The Pentagon foresees fishing wars between Spain and Portugal. Pakistan, India, and China - all armed with nuclear weapons - skirmish at their borders over refugees, access to shared rivers, and arable land. Bangladesh becomes uninhabitable. Drought hits the American breadbasket. Britain's weather begins to resemble Siberia. India, South Africa, and Indonesia are ripped apart by civil war. And ultimately, the report forecasts a decrease in the planet's human carrying capacity, leading to sharp reductions in the world's population due to starvation, disease, and war.
Bush: "the jury is still out on global warming."

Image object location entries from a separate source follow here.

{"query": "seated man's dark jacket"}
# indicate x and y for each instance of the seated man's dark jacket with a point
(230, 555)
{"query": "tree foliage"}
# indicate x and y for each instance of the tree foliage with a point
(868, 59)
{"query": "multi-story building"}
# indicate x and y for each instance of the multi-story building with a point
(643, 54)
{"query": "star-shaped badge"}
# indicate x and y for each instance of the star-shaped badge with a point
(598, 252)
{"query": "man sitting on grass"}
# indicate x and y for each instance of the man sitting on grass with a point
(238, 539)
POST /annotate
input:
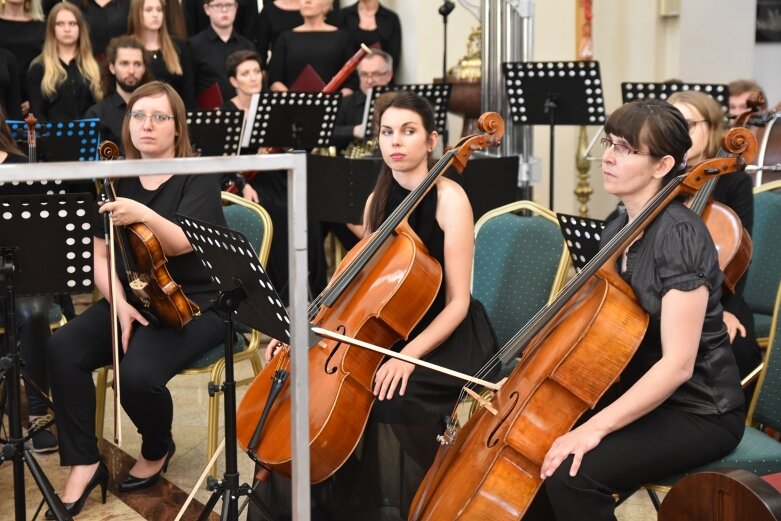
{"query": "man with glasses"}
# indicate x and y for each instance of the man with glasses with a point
(375, 70)
(211, 48)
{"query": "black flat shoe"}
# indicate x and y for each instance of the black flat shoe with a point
(100, 477)
(132, 483)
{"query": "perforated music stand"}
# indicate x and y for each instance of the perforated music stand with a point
(582, 236)
(215, 132)
(75, 140)
(554, 93)
(291, 119)
(45, 248)
(438, 94)
(245, 291)
(632, 91)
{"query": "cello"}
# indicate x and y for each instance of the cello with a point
(380, 291)
(574, 349)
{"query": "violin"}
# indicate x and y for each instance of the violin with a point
(160, 298)
(380, 291)
(574, 349)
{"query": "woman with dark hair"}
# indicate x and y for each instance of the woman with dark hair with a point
(64, 80)
(156, 128)
(706, 125)
(678, 403)
(379, 480)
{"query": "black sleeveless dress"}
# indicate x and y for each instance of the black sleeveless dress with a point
(379, 480)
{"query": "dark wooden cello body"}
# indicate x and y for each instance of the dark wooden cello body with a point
(381, 290)
(573, 350)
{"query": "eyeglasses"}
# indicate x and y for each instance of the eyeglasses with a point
(691, 124)
(620, 148)
(223, 7)
(140, 117)
(372, 75)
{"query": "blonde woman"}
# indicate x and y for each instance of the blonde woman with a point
(168, 57)
(64, 80)
(22, 29)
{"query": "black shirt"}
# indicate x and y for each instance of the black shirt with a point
(210, 53)
(104, 22)
(196, 196)
(25, 41)
(677, 252)
(10, 95)
(387, 34)
(72, 99)
(111, 112)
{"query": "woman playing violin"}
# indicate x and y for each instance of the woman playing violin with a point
(678, 403)
(155, 128)
(379, 480)
(706, 124)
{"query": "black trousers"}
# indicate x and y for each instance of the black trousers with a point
(154, 356)
(662, 443)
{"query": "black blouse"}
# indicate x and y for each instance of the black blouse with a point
(677, 252)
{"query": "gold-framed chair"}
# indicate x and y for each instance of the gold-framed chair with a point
(254, 222)
(764, 273)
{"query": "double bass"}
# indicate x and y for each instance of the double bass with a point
(573, 351)
(380, 291)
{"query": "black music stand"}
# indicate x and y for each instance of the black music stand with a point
(46, 247)
(215, 132)
(291, 119)
(632, 91)
(246, 291)
(554, 93)
(438, 94)
(582, 236)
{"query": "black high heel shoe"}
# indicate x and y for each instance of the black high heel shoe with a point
(100, 477)
(132, 483)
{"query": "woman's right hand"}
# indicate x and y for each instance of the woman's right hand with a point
(272, 349)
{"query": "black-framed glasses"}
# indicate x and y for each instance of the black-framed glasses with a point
(140, 117)
(620, 148)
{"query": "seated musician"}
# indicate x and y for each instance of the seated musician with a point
(706, 125)
(379, 480)
(678, 403)
(155, 128)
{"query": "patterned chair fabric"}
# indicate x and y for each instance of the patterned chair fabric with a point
(520, 263)
(764, 273)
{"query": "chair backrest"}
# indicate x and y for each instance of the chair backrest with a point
(764, 273)
(252, 220)
(766, 405)
(520, 263)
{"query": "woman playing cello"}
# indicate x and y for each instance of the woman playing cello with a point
(379, 480)
(678, 403)
(155, 128)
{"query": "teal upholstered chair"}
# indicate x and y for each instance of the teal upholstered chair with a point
(520, 264)
(764, 273)
(757, 452)
(254, 223)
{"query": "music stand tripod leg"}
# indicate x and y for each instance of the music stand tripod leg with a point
(15, 450)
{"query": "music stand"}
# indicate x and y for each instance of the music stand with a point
(291, 119)
(438, 94)
(554, 93)
(246, 291)
(582, 236)
(56, 228)
(632, 91)
(215, 132)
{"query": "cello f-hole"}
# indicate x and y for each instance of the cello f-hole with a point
(492, 439)
(343, 331)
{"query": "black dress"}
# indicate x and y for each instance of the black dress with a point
(379, 480)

But so far, George Bush is sticking to the line that the Kyoto treaty was "unscientific," that "the jury is still out" on global warming, and that everyone "misunderestimates" him. Actually, Mr. Bush, the jury's been in for some time, and now even a report commissioned by your own Pentagon is saying you're wrong. Perhaps it's time you focussed on the real terrorist threat to our planet: the oil companies like Exxon which continue to fund your re-election, and whose interests you continue to defend at the expense of our future.
While you're pursuing policies that accelerate the production of greenhouse gases and continuing to deny the existence of a threat, the World Bank is being told it has to stop subsidizing Armageddon, and the Pentagon is war-gaming ways to survive a catastrophe it's calling plausible. If you were willing to launch a pre-emptive war on enemies you believe may someday think about attacking the US, wouldn't it seem prudent to take pre-emptive action against climate change?